Players Hate Going First In Pokemon TCG Pocket’s Card Battles

Players Hate Going First In Pokemon TCG Pocket's Card Battles

Going first usually has its advantages. Not in Pokémon TCG Pocket. The mobile card game flips the traditional calculus on its head. Going first doesn’t just lose its edge, it feels downright bad.

Here’s how every Pokémon TCG Pocket battle begins: First, the game matches you with an opponent. Then, it flips a coin to see who goes first. Players place their Pokémon on the board and whoever won the coin toss gets to pick a card and then…nothing. Pokémon card battles revolve around energy, and you get one energy at the start of each turn, unless you’re going first when you skip it entirely. And without it, the the adorable little creatures are useless unless they happen to have a special ability attached to them.
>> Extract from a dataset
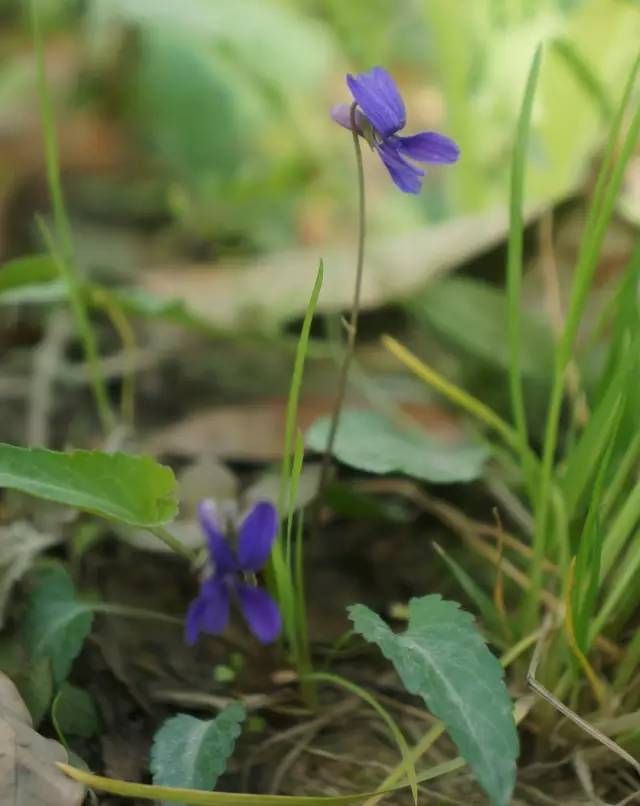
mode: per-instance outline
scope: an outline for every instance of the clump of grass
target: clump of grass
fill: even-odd
[[[625,708],[634,709],[640,694],[629,683],[632,670],[640,662],[640,641],[632,640],[625,646],[624,639],[633,630],[640,606],[636,582],[640,572],[640,243],[617,280],[589,342],[592,345],[599,337],[606,349],[588,400],[586,421],[575,416],[568,369],[572,363],[579,366],[583,359],[576,343],[578,330],[625,171],[638,142],[640,107],[633,98],[638,92],[640,57],[630,70],[616,107],[586,217],[567,311],[556,339],[546,424],[538,453],[527,427],[520,361],[525,347],[535,349],[535,345],[522,343],[520,292],[527,144],[540,66],[538,50],[523,97],[512,157],[507,338],[513,424],[391,337],[384,337],[383,343],[413,373],[487,428],[488,439],[501,443],[495,452],[496,463],[502,466],[504,479],[527,506],[533,521],[532,550],[513,552],[508,546],[504,550],[505,558],[517,571],[512,578],[526,581],[520,608],[500,612],[495,597],[487,595],[464,568],[446,558],[460,584],[483,611],[488,630],[504,645],[498,625],[506,617],[508,633],[517,644],[540,629],[542,611],[555,601],[557,614],[564,612],[565,616],[556,619],[554,660],[546,667],[543,662],[550,690],[588,708],[606,711],[614,704],[619,708],[623,702]],[[502,458],[504,448],[512,457],[509,465]],[[508,472],[513,459],[519,469],[515,477]],[[518,577],[520,572],[522,577]],[[560,629],[562,624],[564,629]],[[608,647],[606,654],[600,651],[603,646]],[[612,658],[616,659],[613,667],[609,665]],[[591,683],[586,694],[585,676]],[[591,700],[587,701],[589,691]]]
Most do not, however, leaving whoever goes first immediately hamstrung.

Instead, it’s the person who goes second who gets draw their first energy and get the attack rolling. A Farfetch’d with one energy can immediately start hitting for 40 damage. If you’re opponent plays an EX card on their first turn—special, more powerful variants of existing rare Pokémon cards, they get a head start on racking up the energy needed to use gaming winning attacks. From that point on, whoever went first is just playing catch-up.

It’s already become an established meme within the TCG Pocket community that this sucks. It’s not just that going first in the game doesn’t convey the usual card game advantages; it’s that going first is basically a fake turn that doesn’t actually let the player engage with the most important mechanic in the game. TCG Pocket’s first PvP event going live earlier this week made made the pain point even more pronounced as top-tier decks steamrolled everyone.

“If this event has shown me anything,” one player writes on Reddit, “if you go first against any of the top 3 decks right now you will more then likely loose unless they draw like shit.”

“While it’s hard to achieve a true 50/50 between going first and going second, if not impossible,” argued another, “this game’s balance between the two is atrocious, surely you could get closer than this, it feels like a good 70-30 split, if not worse.”

Card games have tried to balance the first-mover advantage in different ways. Magic: The Gathering doesn’t let whoever goes first draw a card in the first round, a consequential move given the big deck sizes and the importance keeping up momentum with new resources to deploy. Hearthstone deals with the issue by letting the second player mulligan an extra card and get a one-time extra mana boost. Marvel Snap side-steps the issue entirely by having both players play their turns simultaneously. And while the table-top version of Pokémon TCG still stops the first turn from attacking, it at least lets you attach an energy and get your hand rolling.

Someone will always have a slight advantage in TCG Pocket depending on the turn order. That’s why there’s a coin flip to help make that as random as possible. But it would still feel way better if the player who goes second got to do something extra, rather than just penalizing whoever goes first. It’s possible as new cards are added to the game, the turn one advantage of playing extra cards will be more valuable—that’s even more likely given another of Pocket’s big changes from the full TCG: letting Trainer cards be played on that first turn.

But for now it’s only easily exploited by water decks running Misty trainers and Articuno EX, and all of those players are scumbags anyway.